Member News

USCIS Adjudicators Given the Go-Ahead to Deny Cases Without First Issuing a Request for Evidence

By Melissa Manna | Ogletree Deakins

Effective September 11, 2018, adjudicators for U.S. Citizenship and Immigration Services (USCIS) will have the authority to deny any application or petition that is incomplete or lacks sufficient evidence without first issuing a request for evidence (RFE) or notice of intent to deny (NOID).

The new guidelines are a reversal of the current policy, which requires that an RFE be issued unless there is “no possibility” that the deficiency can be remedied. Depending on the vigor with which it is enforced, this policy shift may eliminate the opportunity for petitioners and applicants to correct simple errors, like missing documents, or to beef-up documentation in support of an applicant’s eligibility, before the case is denied.

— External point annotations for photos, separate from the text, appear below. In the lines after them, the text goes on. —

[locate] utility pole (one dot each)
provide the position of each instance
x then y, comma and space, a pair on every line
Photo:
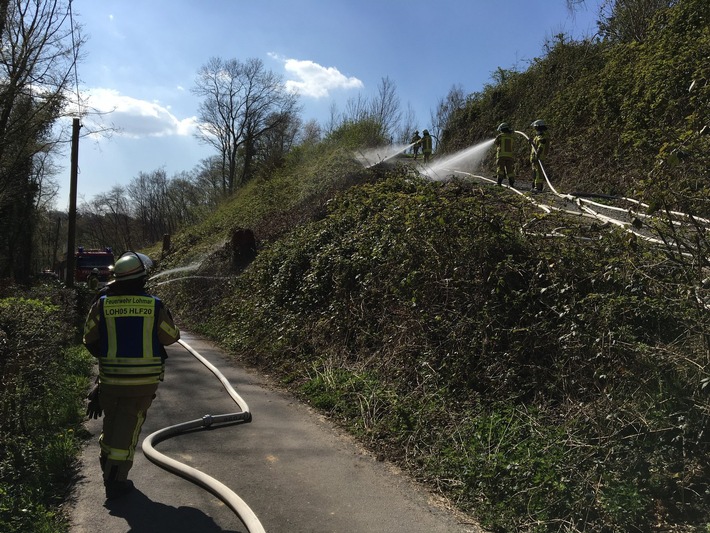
71, 237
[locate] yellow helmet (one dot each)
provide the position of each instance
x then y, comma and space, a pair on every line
129, 266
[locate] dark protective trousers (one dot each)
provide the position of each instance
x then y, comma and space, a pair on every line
125, 408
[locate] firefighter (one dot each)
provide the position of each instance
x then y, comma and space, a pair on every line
93, 280
416, 141
427, 145
126, 330
540, 145
504, 154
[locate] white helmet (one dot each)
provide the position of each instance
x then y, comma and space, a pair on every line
129, 266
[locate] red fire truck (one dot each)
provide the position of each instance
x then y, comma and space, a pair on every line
87, 260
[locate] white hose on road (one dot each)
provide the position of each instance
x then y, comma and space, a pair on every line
220, 490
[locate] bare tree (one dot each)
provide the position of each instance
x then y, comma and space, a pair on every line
38, 51
240, 102
446, 108
384, 108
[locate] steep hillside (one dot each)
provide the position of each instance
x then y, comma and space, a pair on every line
532, 380
544, 372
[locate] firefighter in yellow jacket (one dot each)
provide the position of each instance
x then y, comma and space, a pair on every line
427, 145
540, 146
504, 154
126, 330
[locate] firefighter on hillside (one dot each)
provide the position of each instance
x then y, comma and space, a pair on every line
504, 154
416, 141
126, 330
540, 146
427, 145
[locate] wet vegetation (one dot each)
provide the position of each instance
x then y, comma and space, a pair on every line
542, 372
540, 383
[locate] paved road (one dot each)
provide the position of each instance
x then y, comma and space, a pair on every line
295, 470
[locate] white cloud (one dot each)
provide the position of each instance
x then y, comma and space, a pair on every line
132, 117
314, 80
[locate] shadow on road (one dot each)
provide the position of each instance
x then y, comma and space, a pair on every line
143, 515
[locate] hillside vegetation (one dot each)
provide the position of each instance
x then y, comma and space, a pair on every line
540, 382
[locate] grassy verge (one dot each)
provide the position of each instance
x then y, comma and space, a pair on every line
44, 379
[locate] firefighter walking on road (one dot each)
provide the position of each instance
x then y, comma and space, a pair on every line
126, 330
416, 141
504, 154
540, 146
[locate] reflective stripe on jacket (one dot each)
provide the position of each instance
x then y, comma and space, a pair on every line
130, 331
426, 144
540, 142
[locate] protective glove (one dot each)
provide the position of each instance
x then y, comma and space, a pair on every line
93, 410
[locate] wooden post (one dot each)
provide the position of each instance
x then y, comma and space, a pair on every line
71, 237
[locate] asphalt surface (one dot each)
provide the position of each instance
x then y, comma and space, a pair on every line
294, 469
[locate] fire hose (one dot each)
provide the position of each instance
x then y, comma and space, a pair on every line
218, 489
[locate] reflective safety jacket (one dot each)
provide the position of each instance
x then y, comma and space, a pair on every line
504, 146
540, 145
426, 144
127, 333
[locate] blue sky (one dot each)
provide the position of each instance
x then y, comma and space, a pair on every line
142, 56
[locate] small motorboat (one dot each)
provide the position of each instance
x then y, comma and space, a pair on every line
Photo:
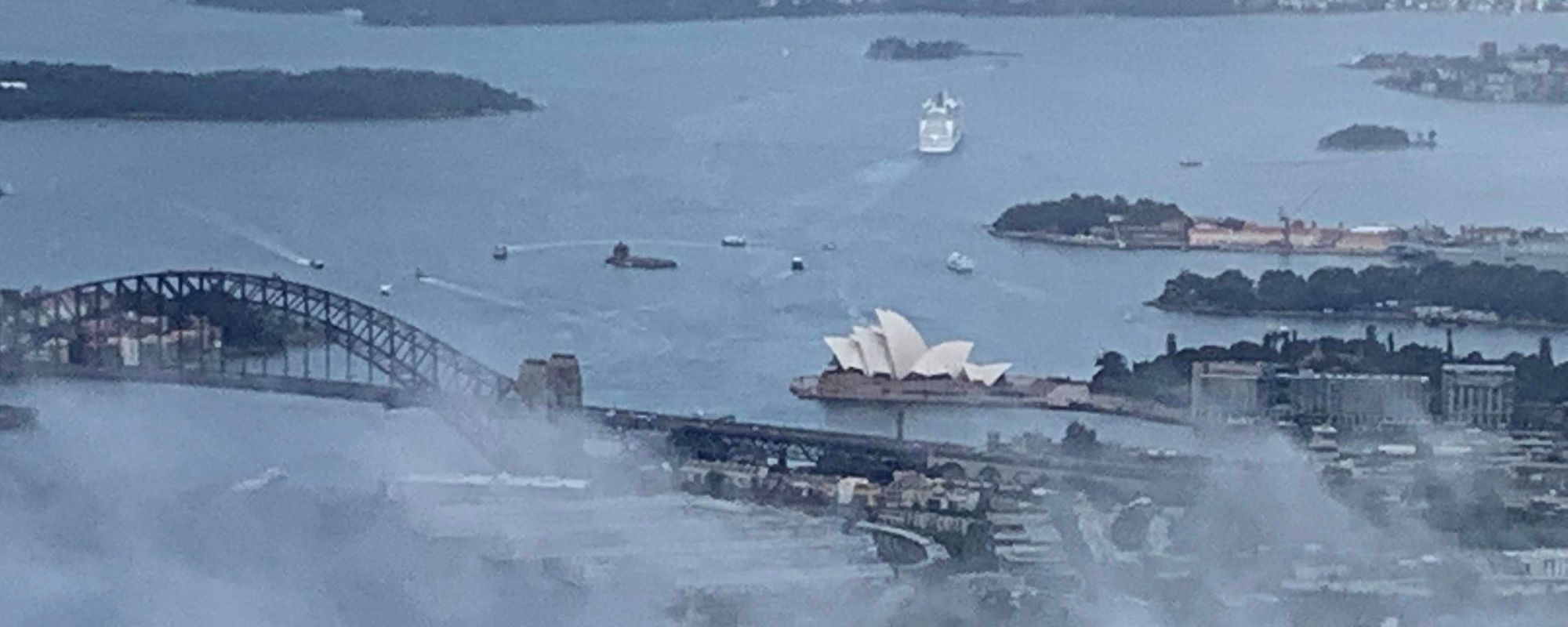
960, 264
15, 418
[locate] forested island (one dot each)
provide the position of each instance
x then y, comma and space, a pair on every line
1368, 137
1084, 216
1442, 292
899, 49
65, 92
426, 13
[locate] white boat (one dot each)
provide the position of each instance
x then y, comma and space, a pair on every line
960, 264
940, 131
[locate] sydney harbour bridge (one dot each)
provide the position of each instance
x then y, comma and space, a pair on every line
270, 335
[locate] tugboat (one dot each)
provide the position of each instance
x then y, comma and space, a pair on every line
960, 264
622, 258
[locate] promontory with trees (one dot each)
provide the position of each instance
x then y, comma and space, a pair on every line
64, 92
1368, 137
1442, 292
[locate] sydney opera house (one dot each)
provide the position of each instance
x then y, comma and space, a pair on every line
890, 363
895, 349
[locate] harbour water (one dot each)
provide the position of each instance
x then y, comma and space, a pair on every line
673, 137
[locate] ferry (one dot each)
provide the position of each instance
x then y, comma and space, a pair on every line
960, 264
940, 131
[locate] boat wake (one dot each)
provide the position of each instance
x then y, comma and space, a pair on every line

USCIS provided the following examples of cases that may be denied after September 11, 2018:

  • A waiver application that is submitted without enough supporting evidence
  • A filing submitted without the required forms, such as an application for adjustment of status that is filed without the requisite affidavit of support

 

Key Takeaway

According to USCIS, the new guidelines are not intended to penalize individuals for “innocent mistakes or misunderstandings” of the requirements but rather to discourage people from submitting “frivolous or substantially incomplete filings,” which it calls “placeholder” applications. The policy language suggests that adjudicators have some discretion to determine when to deny an application or issue an RFE, but it is not yet clear how often they will exercise that discretion or whether they will err on the side of denials. 

The potential for increased denials by USCIS is especially concerning given the recent implementation of another USCIS policy that requires adjudicators to issue notices to appear (NTAs), thus commencing removal proceedings, for individuals they deem unlawfully present after their immigration applications have been denied. It is not yet known how either policy will play out in practice, though it seems likely that the two policies will work together to compound the negative consequences of an application denial by placing applicants at a greater risk of removal.

Given the increased consequences of a denial, every petition or application sent to USCIS should be checked and double checked to ensure accuracy, eligibility, and that sufficient documentation has been provided to support the immigration benefit requested. Employers may want to verify that all of their sponsored positions and sponsored employees meet the requirements for their visa categories. They may also want to consider what level of involvement they will have if one of their sponsored employees is placed in removal proceedings.

Ogletree Deakins’ Immigration Practice Group will continue to monitor developments with respect to these changes and will post updates on the Immigration blog as additional information becomes available.